Дед сидел. Дед сидел дольше всех.
* * *
Она приехала в половине десятого, — мотоцикл, как всегда, — и я услышал его раньше, чем увидел, и все за столом услышали, и Артист, не прерывая рассказа, сказал в сторону: «Дорога», — и продолжил, и никто не повернул головы, и это была любезность, которую мне оказали все, кто сидел за столом.
Она была по службе. Это было видно: планшет, сумка, пыль на сапогах до колен, — и она сначала пошла к палатке Чумакова, и была там, и вышла, и только тогда — к нам. Я встал из-за стола, и Дед сказал «встал — не считается, ты не последний», и я сказал «не считается», и пошёл ей навстречу.
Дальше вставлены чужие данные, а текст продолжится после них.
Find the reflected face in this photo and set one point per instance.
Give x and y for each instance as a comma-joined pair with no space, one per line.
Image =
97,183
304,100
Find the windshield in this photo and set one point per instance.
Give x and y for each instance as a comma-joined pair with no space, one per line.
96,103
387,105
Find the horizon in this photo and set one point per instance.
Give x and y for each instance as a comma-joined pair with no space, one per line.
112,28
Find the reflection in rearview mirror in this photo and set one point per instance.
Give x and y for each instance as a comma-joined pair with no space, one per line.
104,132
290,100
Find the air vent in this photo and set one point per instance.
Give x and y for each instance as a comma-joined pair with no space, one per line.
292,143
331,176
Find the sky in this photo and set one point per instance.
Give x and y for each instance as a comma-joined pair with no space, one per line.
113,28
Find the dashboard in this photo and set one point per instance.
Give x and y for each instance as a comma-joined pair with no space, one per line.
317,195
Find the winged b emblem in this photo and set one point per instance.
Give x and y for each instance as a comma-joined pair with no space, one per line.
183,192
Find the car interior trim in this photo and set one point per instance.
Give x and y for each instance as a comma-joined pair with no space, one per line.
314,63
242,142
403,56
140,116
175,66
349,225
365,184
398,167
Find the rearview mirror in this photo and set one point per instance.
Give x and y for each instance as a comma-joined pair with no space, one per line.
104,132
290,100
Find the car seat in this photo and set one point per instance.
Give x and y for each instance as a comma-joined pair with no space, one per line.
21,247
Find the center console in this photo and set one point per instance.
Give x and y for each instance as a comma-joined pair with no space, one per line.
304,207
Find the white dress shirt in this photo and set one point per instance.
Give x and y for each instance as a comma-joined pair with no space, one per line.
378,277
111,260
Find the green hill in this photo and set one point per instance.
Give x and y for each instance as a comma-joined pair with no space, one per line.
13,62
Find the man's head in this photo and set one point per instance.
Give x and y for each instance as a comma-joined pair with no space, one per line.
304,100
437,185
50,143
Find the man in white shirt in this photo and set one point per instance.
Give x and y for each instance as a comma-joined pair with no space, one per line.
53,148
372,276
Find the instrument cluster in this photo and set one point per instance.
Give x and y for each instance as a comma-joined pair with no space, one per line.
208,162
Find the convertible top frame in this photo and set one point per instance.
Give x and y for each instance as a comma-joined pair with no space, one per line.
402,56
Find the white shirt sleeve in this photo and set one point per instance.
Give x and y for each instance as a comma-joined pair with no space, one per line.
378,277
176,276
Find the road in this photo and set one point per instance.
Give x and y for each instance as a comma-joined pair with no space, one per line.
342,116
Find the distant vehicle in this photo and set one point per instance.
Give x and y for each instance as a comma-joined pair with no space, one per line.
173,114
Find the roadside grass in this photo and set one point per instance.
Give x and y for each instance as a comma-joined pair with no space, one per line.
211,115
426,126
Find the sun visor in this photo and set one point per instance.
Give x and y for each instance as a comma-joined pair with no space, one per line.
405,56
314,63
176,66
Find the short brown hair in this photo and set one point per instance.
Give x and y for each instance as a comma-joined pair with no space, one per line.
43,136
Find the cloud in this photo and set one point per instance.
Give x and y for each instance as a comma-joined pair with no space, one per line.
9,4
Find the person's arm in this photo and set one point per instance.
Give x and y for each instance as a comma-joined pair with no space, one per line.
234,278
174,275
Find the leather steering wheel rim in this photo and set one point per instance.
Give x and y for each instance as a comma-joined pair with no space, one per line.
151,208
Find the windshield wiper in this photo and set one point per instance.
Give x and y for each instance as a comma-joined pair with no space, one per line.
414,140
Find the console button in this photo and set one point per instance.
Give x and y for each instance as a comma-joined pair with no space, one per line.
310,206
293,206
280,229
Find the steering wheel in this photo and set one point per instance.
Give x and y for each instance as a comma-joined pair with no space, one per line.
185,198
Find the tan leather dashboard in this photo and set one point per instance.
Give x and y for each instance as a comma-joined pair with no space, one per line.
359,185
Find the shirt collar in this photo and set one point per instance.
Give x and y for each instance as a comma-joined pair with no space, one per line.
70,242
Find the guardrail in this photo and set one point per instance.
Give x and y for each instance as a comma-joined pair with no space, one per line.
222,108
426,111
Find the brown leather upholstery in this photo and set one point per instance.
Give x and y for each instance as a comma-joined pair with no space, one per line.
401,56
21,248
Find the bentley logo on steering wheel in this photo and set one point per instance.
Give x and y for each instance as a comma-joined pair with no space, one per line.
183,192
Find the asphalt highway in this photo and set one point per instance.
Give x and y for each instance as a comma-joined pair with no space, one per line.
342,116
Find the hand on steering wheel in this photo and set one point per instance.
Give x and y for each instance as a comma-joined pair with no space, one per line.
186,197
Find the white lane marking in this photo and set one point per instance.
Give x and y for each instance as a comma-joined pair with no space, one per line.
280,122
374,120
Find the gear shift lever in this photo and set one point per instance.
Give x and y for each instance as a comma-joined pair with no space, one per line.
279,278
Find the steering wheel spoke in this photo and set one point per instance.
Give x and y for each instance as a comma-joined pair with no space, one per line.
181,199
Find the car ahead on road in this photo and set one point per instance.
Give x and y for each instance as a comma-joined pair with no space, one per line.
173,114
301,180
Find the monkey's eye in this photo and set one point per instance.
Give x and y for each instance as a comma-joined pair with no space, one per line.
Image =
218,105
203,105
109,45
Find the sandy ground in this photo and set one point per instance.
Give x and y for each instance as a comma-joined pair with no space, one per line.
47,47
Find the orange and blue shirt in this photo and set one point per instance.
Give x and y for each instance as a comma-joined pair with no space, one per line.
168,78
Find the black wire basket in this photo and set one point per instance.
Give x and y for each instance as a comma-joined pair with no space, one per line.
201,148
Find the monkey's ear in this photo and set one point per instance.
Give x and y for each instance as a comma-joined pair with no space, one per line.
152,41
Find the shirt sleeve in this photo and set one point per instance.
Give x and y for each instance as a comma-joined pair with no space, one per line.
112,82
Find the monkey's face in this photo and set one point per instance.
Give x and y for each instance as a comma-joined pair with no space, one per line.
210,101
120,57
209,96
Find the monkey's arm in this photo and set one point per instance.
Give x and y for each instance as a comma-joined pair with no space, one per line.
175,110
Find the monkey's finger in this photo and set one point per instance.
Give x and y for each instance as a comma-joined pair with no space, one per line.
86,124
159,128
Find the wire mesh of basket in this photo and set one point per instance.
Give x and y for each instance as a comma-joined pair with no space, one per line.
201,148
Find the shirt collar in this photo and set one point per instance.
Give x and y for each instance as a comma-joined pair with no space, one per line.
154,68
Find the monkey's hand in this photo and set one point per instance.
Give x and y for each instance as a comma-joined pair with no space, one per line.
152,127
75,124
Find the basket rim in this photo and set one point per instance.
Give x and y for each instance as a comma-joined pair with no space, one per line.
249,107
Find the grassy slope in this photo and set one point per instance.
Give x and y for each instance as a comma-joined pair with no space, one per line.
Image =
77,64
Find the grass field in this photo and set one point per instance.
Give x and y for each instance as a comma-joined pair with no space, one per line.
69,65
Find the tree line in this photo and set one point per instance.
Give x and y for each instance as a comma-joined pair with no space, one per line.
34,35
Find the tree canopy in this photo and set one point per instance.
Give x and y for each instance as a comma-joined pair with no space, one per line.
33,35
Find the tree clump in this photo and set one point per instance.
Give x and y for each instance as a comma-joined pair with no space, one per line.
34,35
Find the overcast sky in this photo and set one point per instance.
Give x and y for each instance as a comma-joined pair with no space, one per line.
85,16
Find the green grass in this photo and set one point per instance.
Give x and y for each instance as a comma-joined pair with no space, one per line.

— Кончили? — спросила она. Не «здравствуйте». Она умела начинать с дела.
— Кончили. Вчера. Сдали. Сегодня — вот. — Я кивнул на стол, на лампу, на людей за столом, которые делали вид, что не смотрят. — А вы?
— Кончила. Час назад. Штаб встал, пункты доведены, — три точки за день, последнюю — сюда, к майору. — Она посмотрела на стол. — У вас, я вижу, вечер.
— У нас — вечер. У нас с вами — тоже. Я обещал. После дела.
— Я помню, — сказала она. — Я приехала не за чаем.
Мы ушли от стола. Недалеко — к бочке с чайником, у дальнего края парка, где стояла броня и где было темно, — и я налил ей чаю из того чайника, который мы взяли у дорожников на Несвижской дороге, и она взяла кружку обеими руками, — так, как берут, когда весь день держали руль мотоцикла, — и мы стояли, и было слышно, как за столом Артист говорит «и вот трос натянулся», и как Дед говорит «стой, вернись».
— Про руку, — сказала она. — Вы обещали.
— Обещал. — И я вдруг понял, что не хочу рассказывать. Не потому, что нечего, — потому что всё, что я мог рассказать, я сегодня уже слышал за столом в исполнении Артиста, а ей это было не нужно, ей нужно было другое. — Я не буду рассказывать. Я покажу.
— Покажите.
— Идите туда, — я показал на броню, — и встаньте спиной ко мне. Смотрите на меня через плечо, как в зеркало.
Она пошла. Встала. Посмотрела через плечо.
Я поднял руку. Ладонь — на себя. «Ко мне». Она сделала шаг назад. Ещё. Я повернул ладонь вбок — «туда» — она шагнула вбок. Кулак — «стой». Она встала.
— Всё, — сказал я. — Это — рука. Больше ничего нет. Ко мне, туда, стой. Две недели, восемь машин, семь чужих. Всё — вот это.
Она стояла, глядя через плечо, и не поворачивалась, и потом сказала:
— А если я не хочу «ко мне»?
— Тогда вы не смотрите в зеркало. Тогда — свисток. У Фрола.
— У вас всё через Фрола.
— Не всё. — Я опустил руку. — Это — нет.
Она повернулась. Подошла. Взяла кружку, которую оставила на бочке.
— Вы считаете, — сказала она. — Я видела. Пока я шла к вам от палатки, вы считали. Что?
— Сколько дней до следующего. Я не хотел.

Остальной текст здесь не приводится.